Exclusive Sneak Peak of HotRock SupaJoint Hip-Hopera Mockumentary from Voice Media Group on Vimeo.

"He's just being ridiculous. He wants you to believe his character," Kiersten says. "But as soon as he's done with the show and sells his CDs, he's done. He comes home. It's just a persona so I don't care."

However, there was a show when some dude grabbed HotRock's crotch, and Kiersten says her knee-jerk response was a little indignant.

"I couldn't believe my reaction; I didn't get in the guy's face, but I was like, what the fuck? That's mine, you know?" Kiersten says. "But overall, that was the only time I ever got weirded out, just because I'm not used to seeing that."

"Are there any kids in the audience? Anyone under 18?" HotRock is asking the sizable crowd at Grand Avenue Pizza. "I'm gonna be talking about weed, and I don't want anyone talking about weed with my kid around, goddammit."

It's true. Comunale is careful not to smoke around his kid, period. He lights up only when Little Rock, as he affectionately calls him, is in bed. According to Kiersten, their son, now 8, either has no idea what his dad does, or he's good at hiding it.

"He knows that dad's a musician. Michael's been a musician his whole life. This [version], he just happens to dress really funny," Kiersten says. "He thinks SupaJoint is a super joint, you know, like a very flexible joint. He probably knows better than that, but he plays along with it. He doesn't know what a joint is, really. He shouldn't. He's just too young."

Interestingly, whenever Comunale talks about HotRock, he refers to the stoner-rapper in the third person, never using pronouns like "me" or "I". It's as if Comunale believes SupaJoint's a separate person.

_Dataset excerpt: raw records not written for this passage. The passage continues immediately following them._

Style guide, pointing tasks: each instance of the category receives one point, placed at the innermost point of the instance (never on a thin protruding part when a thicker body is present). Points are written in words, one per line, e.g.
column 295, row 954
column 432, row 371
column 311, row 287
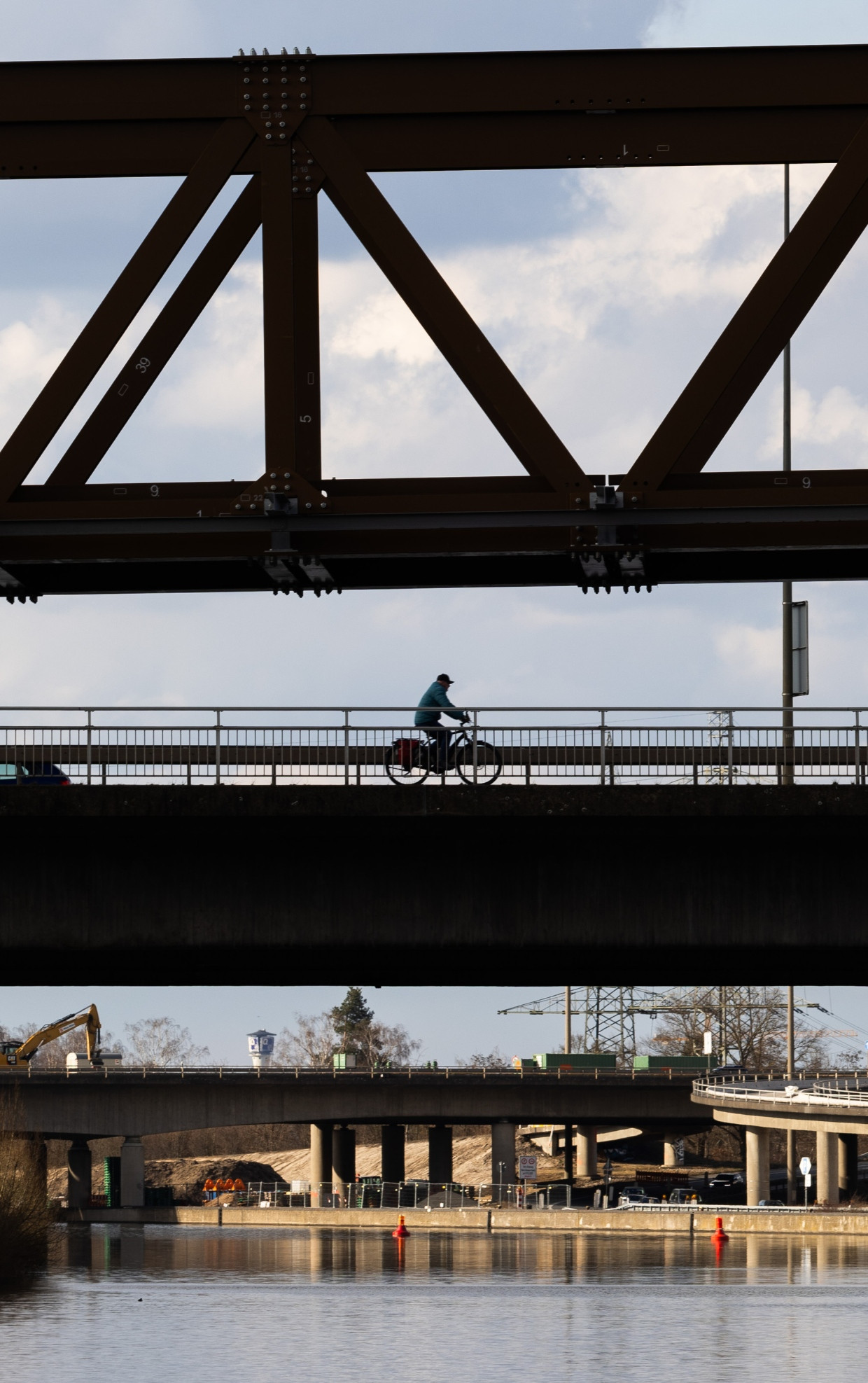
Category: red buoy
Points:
column 719, row 1237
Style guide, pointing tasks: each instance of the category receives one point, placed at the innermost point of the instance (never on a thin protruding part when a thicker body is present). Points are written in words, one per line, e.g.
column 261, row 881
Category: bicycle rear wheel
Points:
column 479, row 764
column 407, row 772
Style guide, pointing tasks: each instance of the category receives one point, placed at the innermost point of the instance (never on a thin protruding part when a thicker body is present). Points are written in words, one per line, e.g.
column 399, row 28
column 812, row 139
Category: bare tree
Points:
column 317, row 1038
column 755, row 1028
column 312, row 1043
column 484, row 1058
column 161, row 1042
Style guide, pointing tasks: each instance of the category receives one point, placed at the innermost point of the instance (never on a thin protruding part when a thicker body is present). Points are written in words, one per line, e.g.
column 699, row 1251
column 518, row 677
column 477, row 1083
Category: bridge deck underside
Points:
column 649, row 884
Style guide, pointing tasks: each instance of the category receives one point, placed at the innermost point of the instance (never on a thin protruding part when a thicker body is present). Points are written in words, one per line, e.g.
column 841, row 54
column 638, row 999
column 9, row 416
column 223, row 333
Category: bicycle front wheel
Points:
column 479, row 764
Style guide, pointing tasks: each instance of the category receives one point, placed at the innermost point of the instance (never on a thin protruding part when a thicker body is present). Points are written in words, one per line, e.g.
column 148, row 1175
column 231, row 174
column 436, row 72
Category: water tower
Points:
column 260, row 1046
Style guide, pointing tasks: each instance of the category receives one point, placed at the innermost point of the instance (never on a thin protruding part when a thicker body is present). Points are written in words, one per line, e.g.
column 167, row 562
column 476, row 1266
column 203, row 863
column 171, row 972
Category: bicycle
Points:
column 477, row 763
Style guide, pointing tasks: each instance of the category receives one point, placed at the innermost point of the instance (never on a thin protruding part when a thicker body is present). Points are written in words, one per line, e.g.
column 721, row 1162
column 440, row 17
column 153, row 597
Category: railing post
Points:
column 476, row 730
column 601, row 749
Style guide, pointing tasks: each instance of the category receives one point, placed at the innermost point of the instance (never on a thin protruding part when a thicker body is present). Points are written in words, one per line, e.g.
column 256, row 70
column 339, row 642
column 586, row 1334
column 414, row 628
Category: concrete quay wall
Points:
column 611, row 1221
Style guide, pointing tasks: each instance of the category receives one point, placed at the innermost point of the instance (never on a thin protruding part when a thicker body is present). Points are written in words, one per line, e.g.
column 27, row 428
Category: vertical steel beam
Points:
column 290, row 320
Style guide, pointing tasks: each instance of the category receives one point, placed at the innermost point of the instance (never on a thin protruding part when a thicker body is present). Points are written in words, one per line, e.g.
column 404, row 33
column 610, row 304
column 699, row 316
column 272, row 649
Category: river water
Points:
column 161, row 1305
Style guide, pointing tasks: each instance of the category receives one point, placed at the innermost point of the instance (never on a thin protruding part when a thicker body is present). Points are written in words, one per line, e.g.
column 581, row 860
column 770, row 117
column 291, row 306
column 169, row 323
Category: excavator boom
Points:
column 88, row 1018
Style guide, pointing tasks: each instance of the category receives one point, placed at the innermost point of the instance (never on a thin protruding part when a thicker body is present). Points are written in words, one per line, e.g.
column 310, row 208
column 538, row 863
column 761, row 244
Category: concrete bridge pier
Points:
column 757, row 1165
column 585, row 1151
column 132, row 1172
column 502, row 1154
column 78, row 1173
column 848, row 1165
column 391, row 1153
column 321, row 1161
column 343, row 1160
column 440, row 1154
column 827, row 1169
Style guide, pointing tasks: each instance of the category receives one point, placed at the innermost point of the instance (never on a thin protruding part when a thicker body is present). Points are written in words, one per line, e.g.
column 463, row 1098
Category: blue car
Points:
column 34, row 774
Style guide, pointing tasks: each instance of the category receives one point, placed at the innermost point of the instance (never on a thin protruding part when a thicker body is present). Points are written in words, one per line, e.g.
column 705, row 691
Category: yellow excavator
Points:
column 17, row 1054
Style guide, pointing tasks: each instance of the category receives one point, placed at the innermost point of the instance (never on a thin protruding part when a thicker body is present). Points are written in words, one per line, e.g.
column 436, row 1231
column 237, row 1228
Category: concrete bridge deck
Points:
column 433, row 884
column 134, row 1103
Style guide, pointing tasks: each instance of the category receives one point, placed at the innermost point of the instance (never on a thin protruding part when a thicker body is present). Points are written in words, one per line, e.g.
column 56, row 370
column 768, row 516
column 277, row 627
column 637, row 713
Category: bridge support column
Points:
column 78, row 1174
column 585, row 1151
column 848, row 1165
column 440, row 1154
column 502, row 1157
column 132, row 1172
column 321, row 1162
column 391, row 1153
column 827, row 1169
column 343, row 1160
column 757, row 1165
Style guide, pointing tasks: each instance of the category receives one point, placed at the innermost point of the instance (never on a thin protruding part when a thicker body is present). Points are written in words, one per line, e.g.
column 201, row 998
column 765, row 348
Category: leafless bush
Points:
column 25, row 1216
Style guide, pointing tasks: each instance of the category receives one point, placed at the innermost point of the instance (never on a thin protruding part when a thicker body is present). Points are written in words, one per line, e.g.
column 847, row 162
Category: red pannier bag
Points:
column 405, row 753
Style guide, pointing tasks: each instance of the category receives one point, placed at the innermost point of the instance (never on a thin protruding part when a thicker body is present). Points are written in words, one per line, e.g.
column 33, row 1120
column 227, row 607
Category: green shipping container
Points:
column 577, row 1059
column 672, row 1062
column 111, row 1181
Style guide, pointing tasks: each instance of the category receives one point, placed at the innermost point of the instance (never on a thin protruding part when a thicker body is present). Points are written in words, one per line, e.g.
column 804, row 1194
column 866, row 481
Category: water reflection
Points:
column 256, row 1306
column 564, row 1258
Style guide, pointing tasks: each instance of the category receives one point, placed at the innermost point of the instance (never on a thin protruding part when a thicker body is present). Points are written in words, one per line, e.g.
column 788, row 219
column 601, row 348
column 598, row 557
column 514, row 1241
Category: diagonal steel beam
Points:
column 437, row 309
column 122, row 302
column 160, row 343
column 757, row 335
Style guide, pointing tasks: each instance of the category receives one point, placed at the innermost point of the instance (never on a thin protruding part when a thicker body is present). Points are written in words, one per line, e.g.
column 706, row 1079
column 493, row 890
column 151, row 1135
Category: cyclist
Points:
column 429, row 719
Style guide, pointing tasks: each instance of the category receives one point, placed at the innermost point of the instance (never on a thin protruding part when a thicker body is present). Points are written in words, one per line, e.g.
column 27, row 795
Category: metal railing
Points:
column 820, row 1093
column 374, row 1194
column 351, row 744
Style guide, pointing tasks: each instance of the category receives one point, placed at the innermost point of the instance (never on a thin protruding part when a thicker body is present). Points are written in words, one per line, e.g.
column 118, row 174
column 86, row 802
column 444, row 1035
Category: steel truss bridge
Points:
column 285, row 129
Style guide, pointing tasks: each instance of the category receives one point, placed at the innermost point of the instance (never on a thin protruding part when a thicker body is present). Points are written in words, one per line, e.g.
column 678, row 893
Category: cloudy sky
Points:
column 603, row 291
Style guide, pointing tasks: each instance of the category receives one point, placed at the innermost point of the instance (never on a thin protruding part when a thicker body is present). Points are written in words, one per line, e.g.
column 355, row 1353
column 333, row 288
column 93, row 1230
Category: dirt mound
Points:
column 187, row 1176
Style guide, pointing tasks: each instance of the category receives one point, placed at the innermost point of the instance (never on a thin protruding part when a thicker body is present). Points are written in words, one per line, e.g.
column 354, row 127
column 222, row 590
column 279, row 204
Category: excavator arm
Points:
column 88, row 1018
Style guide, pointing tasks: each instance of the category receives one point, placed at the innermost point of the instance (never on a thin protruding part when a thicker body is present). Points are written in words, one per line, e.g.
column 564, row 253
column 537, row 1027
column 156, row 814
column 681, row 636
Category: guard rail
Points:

At a get-together last summer, during which he showed off an early draft of his screenplay, HotRock brought up what was then his greatest fear — losing relevancy.

Legal pot in states like Colorado and Washington only recently had happened, and the pro-pot movement showed no signs of slowing down. HotRock feared that, as soon as weed becomes commonplace and culturally acceptable everywhere, his place as a rebellious novelty could disappear. When it's cool for Grandma to get stoned, will the kids care?

"I don't even fucking know how relevant I am right now. I'm just doing my thing," Comunale admits now. "I don't know what kids are doing anymore. So I imagine there's going to be some new drugs."

Comunale mentions "dabs," or highly concentrated forms of THC, as an example. Dabs have become massively popular in recent years, but he says he's dabbed only 10 times and isn't a fan.

"It's way too goddamn heavy. I've got shit to do," Comunale says. "I hear, 'Why don't you sing about dabs?' Because it's not my fucking thing. I'm gonna push what I want to push."

After much contemplation over the past year, SupaJoint's fears of irrelevancy seem behind him.

"The day that it becomes legalized over the whole U.S., HotRock SupaJoint [will still have] so many fucking opportunities ahead of him," Comunale says.

Five or 10 years down the line, he'll probably be fine with the novelty of his alter ego wearing off.

"I want what he wants, [what's] good for him. I don't think he sees this going on forever," Kiersten says. "I mean, he's not getting younger, and it's hard work. It's physically and mentally draining. But he's never going to stop doing stuff."